Les militants de la Grève pour le climat ont élaboré un plan d'action de crise qu'ils ont envoyé aux parlementaires fédéraux et présenté aux médias lundi matin. Selon eux, la reconstruction de l'économie repose sur des mesures en matière de politique climatique décisives pour les prochaines années. Reporter la confrontation à la crise climatique serait une erreur fatale, affirment les militants.

Le temps pour agir est très limité et un retour au monde d’avant n’est pas une option. Il n’y a pas de retour à la "normale" possible, car "notre normalité" était déjà celle de la crise climatique.

Et la Grève du climat d'appeler à une nouvelle manière de penser et du courage pour trouver des solutions qui apporteront des changements réels et fondamentaux. Le moment est venu d’amorcer un tournant social et écologique. "Nous devons maintenant construire une société résiliente, capable de réagir de manière optimale aux crises".

Voler en Europe: c'est fini

Le programme proposé s'appuie sur le plan d'action pour le climat que des scientifiques et des grévistes du climat de toute la Suisse élaborent depuis plus de six mois.
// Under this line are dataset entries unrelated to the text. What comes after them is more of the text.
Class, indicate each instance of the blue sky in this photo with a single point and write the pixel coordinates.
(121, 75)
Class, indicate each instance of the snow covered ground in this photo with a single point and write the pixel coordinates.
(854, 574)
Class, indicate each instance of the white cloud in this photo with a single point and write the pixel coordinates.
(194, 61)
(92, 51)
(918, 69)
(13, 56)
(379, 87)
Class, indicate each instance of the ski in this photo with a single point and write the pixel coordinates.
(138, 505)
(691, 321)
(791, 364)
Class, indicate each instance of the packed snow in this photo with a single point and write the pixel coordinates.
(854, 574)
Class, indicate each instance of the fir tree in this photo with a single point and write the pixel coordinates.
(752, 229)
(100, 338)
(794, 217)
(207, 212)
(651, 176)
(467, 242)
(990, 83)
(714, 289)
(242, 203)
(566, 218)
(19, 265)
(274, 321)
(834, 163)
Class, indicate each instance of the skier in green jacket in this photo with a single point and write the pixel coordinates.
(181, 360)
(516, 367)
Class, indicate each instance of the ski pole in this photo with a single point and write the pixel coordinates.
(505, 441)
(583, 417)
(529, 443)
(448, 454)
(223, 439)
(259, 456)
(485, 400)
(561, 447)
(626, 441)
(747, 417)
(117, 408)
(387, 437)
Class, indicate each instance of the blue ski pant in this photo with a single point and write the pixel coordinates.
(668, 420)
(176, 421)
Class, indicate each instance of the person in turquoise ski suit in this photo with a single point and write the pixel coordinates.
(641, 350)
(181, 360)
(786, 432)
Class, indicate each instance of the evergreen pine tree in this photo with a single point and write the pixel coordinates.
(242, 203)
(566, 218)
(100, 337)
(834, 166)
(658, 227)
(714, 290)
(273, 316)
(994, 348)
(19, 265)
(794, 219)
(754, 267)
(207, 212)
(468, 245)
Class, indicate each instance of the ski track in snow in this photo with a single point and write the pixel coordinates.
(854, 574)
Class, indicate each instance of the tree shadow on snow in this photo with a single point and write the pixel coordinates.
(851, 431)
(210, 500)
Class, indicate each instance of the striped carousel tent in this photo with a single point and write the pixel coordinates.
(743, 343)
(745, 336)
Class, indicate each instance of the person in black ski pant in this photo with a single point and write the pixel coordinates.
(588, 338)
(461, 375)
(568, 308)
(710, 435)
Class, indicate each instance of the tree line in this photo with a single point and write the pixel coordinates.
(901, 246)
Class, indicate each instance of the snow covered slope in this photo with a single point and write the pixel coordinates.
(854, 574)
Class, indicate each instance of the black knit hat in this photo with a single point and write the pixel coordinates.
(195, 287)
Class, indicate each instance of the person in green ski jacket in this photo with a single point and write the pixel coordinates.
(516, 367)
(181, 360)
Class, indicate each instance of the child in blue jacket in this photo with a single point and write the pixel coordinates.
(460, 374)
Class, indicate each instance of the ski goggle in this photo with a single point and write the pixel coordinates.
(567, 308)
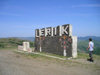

Il s'agit pour eux de concilier relance économique et protection de l'environnement en montrant comment la Suisse atteindra zéro émission nette de gaz à effet de serre d'ici 2030, tous secteurs d'activité compris.

Celui des transports est un des premiers visés. Là, les crédits ne doivent pas être accordés en faveur d’un retour à une "normalité" non viable pour la planète, mais au profit d’un tournant écologique pour le secteur. Ils doivent être liés à un objectif de réduction des émissions visant la neutralité carbone d’ici 2030 au plus tard.

Les moyens de transport à faibles émissions, tels que le vélo, les bus électriques, les trams et les trains courtes et longues distances, doivent bénéficier d’un soutien de masse. Un plafond des émissions pour le secteur de l’aviation doit être défini et une interdiction immédiate du transport aérien, de passagers et de fret, entre les pays de l’espace européen doit être décrétée.

La Grève du climat justifie cette mesure extrême par le fait que, parmi les vols au départ de Suisse, plus des trois quarts ont pour destination des villes de l’Europe, alors qu’elles sont parfaitement accessibles en train.

En matière de transport terrestre, la Grève du climat se base sur la forte baisse des taux d’émission de CO2 ainsi que de pollution de l’air du fait de la réduction du trafic au cours des dernières semaines, pour demander de bannir des villes le trafic individuel motorisé. Et comme pour montrer que tout est finalement lié, les jeunes militants relèvent qu'un niveau élevé de pollution de l’air affaiblit le système immunitaire et accentue les risques de contracter des maladies telles que le Covid-19.

Travail à partager

La reprise des activités économiques doit être réalisée en ménageant les ressources terrestres et être compatible avec les objectifs de neutralité carbone d’ici 2030. Chaque entreprise doit établir un plan d’action visant à atteindre le zéro émission nette dans ce délai.

Les subventions en faveur des énergies fossiles doivent être supprimées. "Nous ne pouvons tout simplement plus nous permettre de soutenir des entreprises valant plusieurs milliards".

Afin de couvrir les besoins supplémentaires en électricité dans le cadre de la décarbonisation, les investissements dans les énergies durables doivent être massifs et réalisés à une vitesse sans précédent. Nous n’en avons pas le choix, soulignent les militants du climat. Ces investissements auront l'autre avantage de générer des milliers d'emplois utiles à la société et renforceront la création de valeur locale.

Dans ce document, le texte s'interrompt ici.